This tour invites you to discover Sardinia's most celebrated prehistoric site, Su Nuraxi di Barumini, in the company of fellow travellers who share your passion for history, mystery and the profound silences that ancient places hold. Your expert English-speaking guide will accompany you from Cagliari through the rolling landscape of the Marmilla region — a landscape of amber fields, hills and ancient stones that seems to exist outside of ordinary time — sharing insights into the geology, history and human storey of this extraordinary corner of the island.
Su Nuraxi di Barumini has stood here since the second millennium BC. Its central tower, originally rising to over eighteen metres, was constructed from massive blocks of basalt fitted together without mortar, without metal tools, without any of the technologies we might assume necessary for such ambition. Around it, four secondary towers connected by a formidable curtain wall, and beyond them, the remains of a village that once housed an entire community — families, craftspeople, traders, elders — living their lives in the shadow of these extraordinary towers.

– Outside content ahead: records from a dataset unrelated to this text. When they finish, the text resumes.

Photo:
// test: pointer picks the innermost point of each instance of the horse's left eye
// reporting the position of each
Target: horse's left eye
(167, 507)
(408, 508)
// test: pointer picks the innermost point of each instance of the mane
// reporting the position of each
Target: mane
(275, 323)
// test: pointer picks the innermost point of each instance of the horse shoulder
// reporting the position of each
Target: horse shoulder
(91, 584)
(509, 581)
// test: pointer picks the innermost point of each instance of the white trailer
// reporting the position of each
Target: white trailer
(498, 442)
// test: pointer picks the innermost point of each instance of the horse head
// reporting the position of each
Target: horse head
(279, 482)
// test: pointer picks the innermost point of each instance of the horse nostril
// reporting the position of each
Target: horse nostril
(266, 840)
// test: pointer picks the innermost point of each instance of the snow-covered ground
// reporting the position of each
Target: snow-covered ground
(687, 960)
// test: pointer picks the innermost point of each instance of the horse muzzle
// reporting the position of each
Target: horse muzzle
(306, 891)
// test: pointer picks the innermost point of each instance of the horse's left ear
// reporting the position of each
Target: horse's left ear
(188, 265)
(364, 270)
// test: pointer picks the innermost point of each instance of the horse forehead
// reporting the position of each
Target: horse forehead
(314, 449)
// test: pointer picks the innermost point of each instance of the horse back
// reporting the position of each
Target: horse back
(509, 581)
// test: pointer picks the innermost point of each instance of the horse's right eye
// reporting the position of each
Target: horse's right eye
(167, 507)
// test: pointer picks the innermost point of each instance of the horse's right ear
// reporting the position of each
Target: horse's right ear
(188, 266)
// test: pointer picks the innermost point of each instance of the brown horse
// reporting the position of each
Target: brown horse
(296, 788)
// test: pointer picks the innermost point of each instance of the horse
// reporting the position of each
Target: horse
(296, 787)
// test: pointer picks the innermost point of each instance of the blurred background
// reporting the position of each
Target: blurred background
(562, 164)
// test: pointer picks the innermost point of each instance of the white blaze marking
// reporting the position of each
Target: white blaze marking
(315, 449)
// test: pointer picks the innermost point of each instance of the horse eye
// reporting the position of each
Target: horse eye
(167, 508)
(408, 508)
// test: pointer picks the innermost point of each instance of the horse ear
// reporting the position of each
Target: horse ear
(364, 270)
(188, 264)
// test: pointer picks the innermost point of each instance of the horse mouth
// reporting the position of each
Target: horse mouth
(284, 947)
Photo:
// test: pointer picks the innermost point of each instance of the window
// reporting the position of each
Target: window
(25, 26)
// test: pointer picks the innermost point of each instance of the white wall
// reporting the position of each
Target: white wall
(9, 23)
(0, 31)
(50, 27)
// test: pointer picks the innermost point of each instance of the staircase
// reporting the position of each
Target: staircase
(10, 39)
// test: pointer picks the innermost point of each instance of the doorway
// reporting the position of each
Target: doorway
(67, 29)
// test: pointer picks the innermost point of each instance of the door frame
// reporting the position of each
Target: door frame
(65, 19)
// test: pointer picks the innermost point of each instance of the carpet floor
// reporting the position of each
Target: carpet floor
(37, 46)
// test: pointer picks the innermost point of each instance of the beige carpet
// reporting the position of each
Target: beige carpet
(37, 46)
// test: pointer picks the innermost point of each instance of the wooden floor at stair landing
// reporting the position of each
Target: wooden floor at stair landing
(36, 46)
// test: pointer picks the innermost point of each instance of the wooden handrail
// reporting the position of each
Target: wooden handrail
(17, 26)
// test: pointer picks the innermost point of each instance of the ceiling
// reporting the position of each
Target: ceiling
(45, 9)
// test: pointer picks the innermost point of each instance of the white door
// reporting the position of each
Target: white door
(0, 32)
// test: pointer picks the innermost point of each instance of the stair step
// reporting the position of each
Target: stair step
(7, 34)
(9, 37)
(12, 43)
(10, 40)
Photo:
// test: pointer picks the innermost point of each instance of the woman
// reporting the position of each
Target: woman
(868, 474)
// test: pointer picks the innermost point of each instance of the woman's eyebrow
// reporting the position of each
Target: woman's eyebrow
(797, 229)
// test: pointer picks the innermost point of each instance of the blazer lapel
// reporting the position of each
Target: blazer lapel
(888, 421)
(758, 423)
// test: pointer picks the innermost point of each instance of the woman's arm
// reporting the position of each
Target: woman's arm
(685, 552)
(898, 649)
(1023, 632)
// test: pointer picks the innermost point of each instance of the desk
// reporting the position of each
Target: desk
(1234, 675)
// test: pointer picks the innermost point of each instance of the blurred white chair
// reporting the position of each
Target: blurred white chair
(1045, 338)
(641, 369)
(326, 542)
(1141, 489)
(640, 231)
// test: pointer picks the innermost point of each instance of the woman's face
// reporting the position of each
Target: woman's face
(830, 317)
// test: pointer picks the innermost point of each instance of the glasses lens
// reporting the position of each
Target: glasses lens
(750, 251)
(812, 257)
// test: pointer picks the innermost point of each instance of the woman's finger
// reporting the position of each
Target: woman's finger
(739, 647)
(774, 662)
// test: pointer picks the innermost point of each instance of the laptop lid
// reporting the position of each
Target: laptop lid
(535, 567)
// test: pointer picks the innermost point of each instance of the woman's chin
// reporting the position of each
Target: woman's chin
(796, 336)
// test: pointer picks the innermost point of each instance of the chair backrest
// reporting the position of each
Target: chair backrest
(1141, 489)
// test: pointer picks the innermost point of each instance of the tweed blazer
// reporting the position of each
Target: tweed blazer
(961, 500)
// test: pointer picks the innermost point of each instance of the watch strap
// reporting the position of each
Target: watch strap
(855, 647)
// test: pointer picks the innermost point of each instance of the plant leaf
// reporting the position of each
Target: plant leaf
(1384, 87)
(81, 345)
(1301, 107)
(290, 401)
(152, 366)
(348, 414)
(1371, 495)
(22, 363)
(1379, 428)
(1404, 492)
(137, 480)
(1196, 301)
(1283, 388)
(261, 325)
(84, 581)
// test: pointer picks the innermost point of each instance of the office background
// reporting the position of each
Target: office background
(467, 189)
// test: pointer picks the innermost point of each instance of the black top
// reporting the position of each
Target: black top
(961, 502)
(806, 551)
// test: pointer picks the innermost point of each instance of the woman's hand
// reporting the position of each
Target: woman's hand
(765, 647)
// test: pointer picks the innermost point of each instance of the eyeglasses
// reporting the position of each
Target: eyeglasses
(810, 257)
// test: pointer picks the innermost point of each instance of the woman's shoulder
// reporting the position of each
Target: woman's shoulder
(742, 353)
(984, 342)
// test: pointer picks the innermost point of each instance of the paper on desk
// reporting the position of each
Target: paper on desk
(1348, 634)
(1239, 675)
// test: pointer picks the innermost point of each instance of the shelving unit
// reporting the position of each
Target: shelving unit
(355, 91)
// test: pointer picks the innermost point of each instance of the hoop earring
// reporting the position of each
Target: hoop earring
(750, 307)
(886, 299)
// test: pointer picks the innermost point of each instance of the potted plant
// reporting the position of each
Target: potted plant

Your guide will recount the mysteries surrounding Su Nuraxi — the competing theories about its function, the social world of the Nuragic civilisation, their sophisticated metalwork and far-reaching Mediterranean trade networks, and the legends of the Giants of Sardinia, the mythical beings that later generations, unable to imagine mere humans constructing such monuments, believed must have raised these towers from the earth. There will be time for every question, and the intimate scale of the group ensures a conversation that can go as deep as your curiosity wishes to take it.
From Su Nuraxi, the tour continues to the nearby Casa Zapata — a 16th-century aristocratic manor house that conceals an even more extraordinary surprise. Beneath its floors, visible through a specially constructed glass walkway, lies an entire nuraghe — discovered during restoration works and preserved exactly as it was found, a prehistoric monument hidden beneath a Renaissance mansion for centuries without anyone knowing. The house also contains a beautifully curated archaeological museum with finds from the surrounding area, offering a final, intimate encounter with the people who built this landscape.